Mi inginocchio per guardare meglio. Il fondo della tazza vuota, qui, è per metà azzurro. Ho affittato questo piccolo bilocale a Boccadasse, solo per avere un luogo da cui scrivergli che non fosse sempre lo stesso. Mi hanno detto che era lo studio di una pittrice. L’idea mi piace. Forse è per questo azzurro che aveva scelto di dipingere qui. Chiederò al panettiere. 

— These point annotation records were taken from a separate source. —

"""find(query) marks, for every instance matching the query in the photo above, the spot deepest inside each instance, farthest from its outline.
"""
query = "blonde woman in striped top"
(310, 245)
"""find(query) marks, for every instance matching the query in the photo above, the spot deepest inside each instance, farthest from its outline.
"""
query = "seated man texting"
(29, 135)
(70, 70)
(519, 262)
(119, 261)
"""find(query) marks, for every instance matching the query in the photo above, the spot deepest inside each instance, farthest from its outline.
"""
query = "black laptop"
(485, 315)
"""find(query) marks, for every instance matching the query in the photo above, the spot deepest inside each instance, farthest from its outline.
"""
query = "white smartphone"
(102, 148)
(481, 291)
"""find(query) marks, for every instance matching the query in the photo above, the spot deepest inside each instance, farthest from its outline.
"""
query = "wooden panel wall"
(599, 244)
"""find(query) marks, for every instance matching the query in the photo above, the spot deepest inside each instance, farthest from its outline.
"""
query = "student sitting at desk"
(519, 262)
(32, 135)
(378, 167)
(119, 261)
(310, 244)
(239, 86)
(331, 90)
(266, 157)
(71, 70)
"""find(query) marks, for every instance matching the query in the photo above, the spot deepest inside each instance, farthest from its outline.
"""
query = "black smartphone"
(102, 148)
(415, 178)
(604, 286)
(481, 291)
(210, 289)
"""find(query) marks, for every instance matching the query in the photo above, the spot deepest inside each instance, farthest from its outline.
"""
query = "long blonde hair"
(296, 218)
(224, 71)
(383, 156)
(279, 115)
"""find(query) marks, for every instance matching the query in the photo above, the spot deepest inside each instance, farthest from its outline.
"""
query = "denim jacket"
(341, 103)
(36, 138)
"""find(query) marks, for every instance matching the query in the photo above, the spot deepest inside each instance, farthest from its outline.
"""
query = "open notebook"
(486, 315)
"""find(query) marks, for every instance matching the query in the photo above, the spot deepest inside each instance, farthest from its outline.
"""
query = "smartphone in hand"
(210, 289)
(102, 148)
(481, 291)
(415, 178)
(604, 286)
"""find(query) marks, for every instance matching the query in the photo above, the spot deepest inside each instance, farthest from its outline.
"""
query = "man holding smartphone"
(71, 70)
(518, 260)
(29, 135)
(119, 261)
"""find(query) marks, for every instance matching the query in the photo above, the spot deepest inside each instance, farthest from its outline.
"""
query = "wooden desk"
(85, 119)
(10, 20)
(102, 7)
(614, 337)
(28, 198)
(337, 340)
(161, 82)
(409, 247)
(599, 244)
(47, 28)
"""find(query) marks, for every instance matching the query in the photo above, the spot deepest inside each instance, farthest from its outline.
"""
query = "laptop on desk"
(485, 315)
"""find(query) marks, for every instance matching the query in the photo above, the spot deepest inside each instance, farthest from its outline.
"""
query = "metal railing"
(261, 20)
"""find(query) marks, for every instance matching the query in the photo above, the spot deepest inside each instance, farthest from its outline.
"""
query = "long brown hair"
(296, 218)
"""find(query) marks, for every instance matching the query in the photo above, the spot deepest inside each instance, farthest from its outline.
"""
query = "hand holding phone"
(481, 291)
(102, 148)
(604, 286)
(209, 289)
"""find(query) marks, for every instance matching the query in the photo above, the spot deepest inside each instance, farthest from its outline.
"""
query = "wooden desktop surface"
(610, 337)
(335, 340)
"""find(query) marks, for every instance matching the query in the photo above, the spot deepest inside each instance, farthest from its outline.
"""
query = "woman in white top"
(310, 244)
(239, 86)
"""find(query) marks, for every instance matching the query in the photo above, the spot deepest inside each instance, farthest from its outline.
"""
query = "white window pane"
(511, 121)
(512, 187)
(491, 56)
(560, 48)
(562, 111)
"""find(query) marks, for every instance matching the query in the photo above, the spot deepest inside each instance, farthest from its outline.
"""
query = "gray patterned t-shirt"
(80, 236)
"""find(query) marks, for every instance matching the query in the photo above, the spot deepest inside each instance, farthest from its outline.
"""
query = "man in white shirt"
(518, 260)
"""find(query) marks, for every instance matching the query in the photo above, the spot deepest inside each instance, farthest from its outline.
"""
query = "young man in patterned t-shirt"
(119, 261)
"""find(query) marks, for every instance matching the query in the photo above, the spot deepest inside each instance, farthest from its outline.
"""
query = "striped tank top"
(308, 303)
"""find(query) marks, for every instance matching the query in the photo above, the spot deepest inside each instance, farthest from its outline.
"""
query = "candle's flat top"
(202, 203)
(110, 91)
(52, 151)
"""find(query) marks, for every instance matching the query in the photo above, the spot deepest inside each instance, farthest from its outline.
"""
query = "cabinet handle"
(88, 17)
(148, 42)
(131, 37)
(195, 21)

Sposto la tazza con il piede e, nel movimento, rotola poco più in là. Prendo una coperta dall’armadio. La stendo a terra, là dove l’azzurro ora comincia a sbiadire. Accendo il ferro da stiro e sfilo piano la camicia che indosso come pigiama. È bianca, in lino, con le maniche troppo lunghe, i polsini sempre sbottonati, e mi arriva fino a sopra le ginocchia. Me l’ha lasciata, fra le altre cose, prima di partire. La appoggio sopra la coperta e mi inginocchio per stirarla. Ogni passaggio di ferro toglie una piega, ma non cambia nulla del colore sotto. Azzurro. La indosso nuovamente, calda. Chiudo tutti i bottoni, anche quelli dei polsini, e resto così, immersa nell’azzurro. Voglio solo capire che effetto fa: sentire sulla pelle questo silenzio, questa pace, questo infinito che inizia e finisce qui. Oggi devo ritornare a Venezia, dove gli azzurri verdeggiano.
Marzia Vianello
Nota dell’autrice
Sono partita da una frase scritta da Antonio Calderara, autore dell’opera qui inserita “Senza Titolo” (1971), nella sua autobiografia: «Vorrei dipingere il niente che sia tutto, il silenzio, la luce. Vorrei dipingere l’infinito.» Mi sono chiesta se, in scrittura, sia possibile tentare lo stesso. Scrivere del niente che sia tutto. Scrivere il silenzio. Scrivere la luce. E, soprattutto, se in narrativa sia possibile scrivere l’infinito. Senza simboli, senza trama. Solo attraverso un corpo, uno spazio, un gesto. In un tempo come il nostro, abituato all’azione, ai fatti, alle cose che accadono, mi interessava esplorare ciò che non accade. E che, pure, resta.


Cara Marzia,
Ci proverò a dipingere quell'azzurro con i miei acquarelli. Lascerò scivolare l'acqua sul foglio e poi con pennellate che sfuggono via, lo osserverò.
Il tuo racconto mi rimanda un senso di infinito e di libertà.
Sarà un tutt'uno, chi osserverà il mio dipinto non capirà che dentro c'è il cielo, il mare, la luce che si infila negli spazi che resteranno vuoti.
Grazie perché grazie alla lettura dei tuoi racconti mi trasporti in un mondo parallelo al mio.